Personal information
- Full name: Jorge Alberto Páez Santamaría
- Date of birth: 19 August 1995 (age 29)
- Place of birth: Mérida, Mérida, Venezuela
- Height: 5 ft 8 in (1.73 m)
- Position(s): Attacking midfielder

Team information
- Current team: Estudiantes de Mérida
- Number: 10

Youth career
- Academia Emeritense

College career
- Years: Team / Apps / (Gls)
- 2015–2016: Monroe Mustangs / 31 / (18)

Senior career*
- Years: Team / Apps / (Gls)
- 0000–2013: Academia Emeritense
- 2013–2014: Zamora / 5 / (0)
- 2018–2019: Zamora / 15 / (2)
- 2020: LALA
- 2021: Portuguesa / 26 / (5)
- 2022: Chattanooga Red Wolves / 13 / (1)
- 2023–: Estudiantes de Mérida / 29 / (7)
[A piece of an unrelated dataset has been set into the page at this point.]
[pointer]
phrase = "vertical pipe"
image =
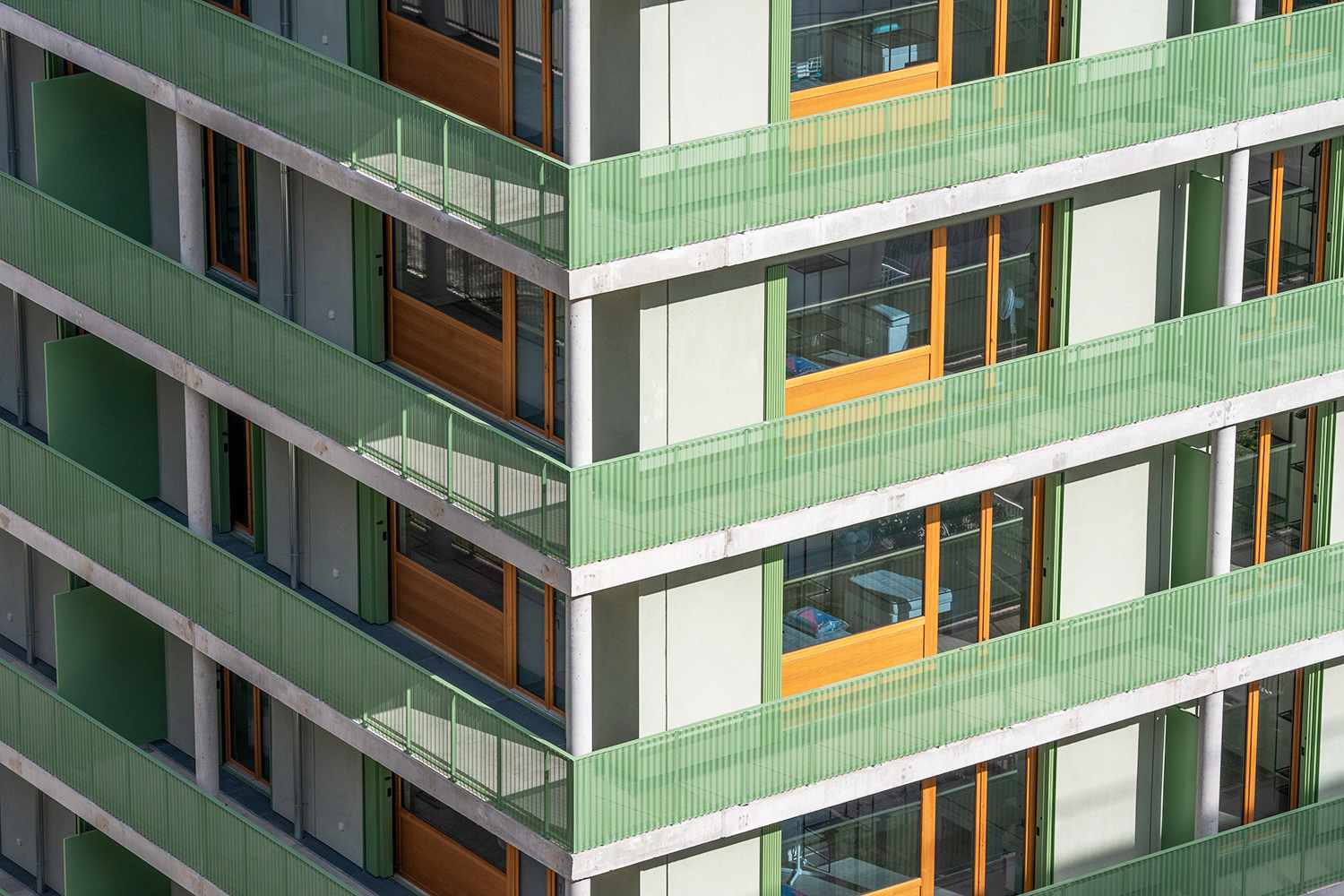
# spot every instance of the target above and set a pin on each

= Jorge Páez (footballer) =

Venezuelan football player (born 1995)

Jorge Alberto Páez Santamaría (born 19 August 1995) is a Venezuelan professional footballer who plays as an attacking midfielder for Estudiantes de Mérida.

==Club career==
Páez started his career with local side Academia Emeritense, before moving to Venezuelan Primera División's Zamora in 2013. In 2015, Páez moved to the United States to play college soccer at Monroe College, where he went on to play two seasons, making 31 appearances, scoring 18 goals and tallying five assists.

Páez returned to Zamora, before spells at LALA FC and Portuguesa. On 12 January 2022, he was back in the United States, signing with USL League One club Chattanooga Red Wolves.